Endocrine Abstracts (2013) 32 P679 | DOI: 10.1530/endoabs.32.P679

DHEA enhances working memory and prevents distraction: behavioural and ERP evidence from an auditory-visual distraction paradigm

Sónia Vale1,2, Lenka Selinger1, João Martin Martins2, Manuel Bicho2, Isabel Carmo2 & Carles Escera1


1University of Barcelona, Barcelona, Catalonia, Spain; 2University of Lisbon, Lisbon, Portugal.


Introduction: Several studies suggest DHEA and DHEAS (DHEA(S)) are related to memory enhancement and a better performance under stress. An anti-cortisol action may contribute to those relations. We looked for a new level of evidence, by studying DHEA(S) and cortisol relations to working memory (WM) and distraction in humans also at the electrophysiological level.

Subjects and methods: Twenty-eight healthy female volunteers (18–26 years old) were presented a well-established auditory–visual distraction task protocol. EEG was recorded during the performance of one task with WM load (WM1) and other without, while ignoring task-irrelevant sounds (80% standard – st; 20% novel – nov). ERPs were averaged for each auditory-stimulus trial type and WM condition. Novelty-P3 was identified in the nov minus st difference waveforms. Salivary DHEA, DHEAS and cortisol were measured before each task and at 30 and 60 min.

Results: With simultaneous WM load and distraction: i) Hit rate decrease was directly related to basal cortisol (P<0.05) and inversely related to DHEA reactivity (30/0 min) increase between conditions (P<0.05); and ii) Reaction time increase was inversely related to basal cortisol (P<0.05) and directly related to DHEA reactivity increase between conditions (P<0.005).

Regarding auditory ERPs, novelty-P3 amplitude in WM1 was directly related to cortisol/DHEA ratio before that task (P=0.007). In visual ERPs, P300 amplitude in WM1 was directly related to basal DHEAS (P=0.011) and changed due to WM load in direct relation to DHEA reactivity (P=0.005).

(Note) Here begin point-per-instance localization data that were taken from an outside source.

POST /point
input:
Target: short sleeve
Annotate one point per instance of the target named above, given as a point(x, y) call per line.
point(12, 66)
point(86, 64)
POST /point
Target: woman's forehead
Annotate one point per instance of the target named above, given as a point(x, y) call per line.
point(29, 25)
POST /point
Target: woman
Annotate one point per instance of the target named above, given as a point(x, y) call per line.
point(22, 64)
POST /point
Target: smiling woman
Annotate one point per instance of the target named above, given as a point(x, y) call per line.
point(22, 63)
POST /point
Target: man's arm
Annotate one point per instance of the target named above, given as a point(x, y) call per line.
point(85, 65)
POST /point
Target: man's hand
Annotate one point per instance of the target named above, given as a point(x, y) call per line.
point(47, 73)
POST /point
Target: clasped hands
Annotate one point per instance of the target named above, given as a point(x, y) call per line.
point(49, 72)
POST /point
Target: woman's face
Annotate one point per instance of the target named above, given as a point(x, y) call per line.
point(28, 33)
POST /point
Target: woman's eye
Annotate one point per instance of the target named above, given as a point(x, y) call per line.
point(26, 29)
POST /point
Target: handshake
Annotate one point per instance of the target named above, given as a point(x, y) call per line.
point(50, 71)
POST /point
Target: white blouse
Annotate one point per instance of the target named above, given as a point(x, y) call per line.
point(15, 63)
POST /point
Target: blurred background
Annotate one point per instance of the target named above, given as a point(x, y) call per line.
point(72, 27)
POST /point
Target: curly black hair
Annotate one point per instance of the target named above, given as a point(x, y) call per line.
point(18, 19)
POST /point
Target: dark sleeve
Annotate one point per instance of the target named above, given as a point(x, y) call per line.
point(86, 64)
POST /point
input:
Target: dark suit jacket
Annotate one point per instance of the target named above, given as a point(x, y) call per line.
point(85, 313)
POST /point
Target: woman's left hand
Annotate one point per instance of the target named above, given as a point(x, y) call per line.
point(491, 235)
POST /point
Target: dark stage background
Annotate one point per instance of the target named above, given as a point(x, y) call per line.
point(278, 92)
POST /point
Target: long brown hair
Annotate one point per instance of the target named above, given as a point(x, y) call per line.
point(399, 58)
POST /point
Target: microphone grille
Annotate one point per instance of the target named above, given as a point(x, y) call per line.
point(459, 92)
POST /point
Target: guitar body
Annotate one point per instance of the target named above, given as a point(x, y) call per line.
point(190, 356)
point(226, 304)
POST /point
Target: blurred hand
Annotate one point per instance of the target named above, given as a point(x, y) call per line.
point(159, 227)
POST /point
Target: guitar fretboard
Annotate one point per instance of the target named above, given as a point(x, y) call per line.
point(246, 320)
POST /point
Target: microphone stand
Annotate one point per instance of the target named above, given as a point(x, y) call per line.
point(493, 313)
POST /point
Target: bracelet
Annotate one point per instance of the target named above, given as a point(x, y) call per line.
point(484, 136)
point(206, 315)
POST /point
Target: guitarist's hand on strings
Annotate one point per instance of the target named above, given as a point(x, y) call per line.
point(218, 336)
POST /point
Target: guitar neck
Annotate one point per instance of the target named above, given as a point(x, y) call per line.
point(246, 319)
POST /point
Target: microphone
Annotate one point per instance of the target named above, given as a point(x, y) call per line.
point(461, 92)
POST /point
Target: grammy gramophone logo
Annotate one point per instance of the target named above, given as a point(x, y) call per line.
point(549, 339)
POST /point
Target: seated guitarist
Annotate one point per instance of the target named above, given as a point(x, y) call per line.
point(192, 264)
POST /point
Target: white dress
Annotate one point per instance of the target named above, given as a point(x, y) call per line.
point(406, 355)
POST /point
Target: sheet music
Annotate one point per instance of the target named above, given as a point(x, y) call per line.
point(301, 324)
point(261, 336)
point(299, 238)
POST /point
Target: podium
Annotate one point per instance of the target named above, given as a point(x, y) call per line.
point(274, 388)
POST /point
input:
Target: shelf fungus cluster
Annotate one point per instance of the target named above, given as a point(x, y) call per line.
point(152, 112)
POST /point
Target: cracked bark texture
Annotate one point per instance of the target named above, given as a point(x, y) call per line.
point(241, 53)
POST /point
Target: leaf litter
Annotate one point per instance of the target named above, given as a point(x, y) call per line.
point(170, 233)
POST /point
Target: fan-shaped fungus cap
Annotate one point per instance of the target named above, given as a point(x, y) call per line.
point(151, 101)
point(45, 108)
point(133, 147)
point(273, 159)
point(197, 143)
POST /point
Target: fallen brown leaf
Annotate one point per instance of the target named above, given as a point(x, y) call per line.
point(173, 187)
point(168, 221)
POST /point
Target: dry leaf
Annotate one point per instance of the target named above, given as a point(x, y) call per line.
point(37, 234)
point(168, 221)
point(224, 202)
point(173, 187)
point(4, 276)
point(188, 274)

Discussion: In more demanding situations, higher basal cortisol was related to faster answers and more errors whereas DHEA reactivity presented opposite relations. At the electrophysiological level, distraction during WM load was in direct relation to cortisol/DHEA ratio and processing of the task-relevant visual stimulus was enhanced by higher basal DHEAS and DHEA reactivity. Overall, higher cortisol level was related to worse performance and more distraction while DHEA(S) showed opposite effects.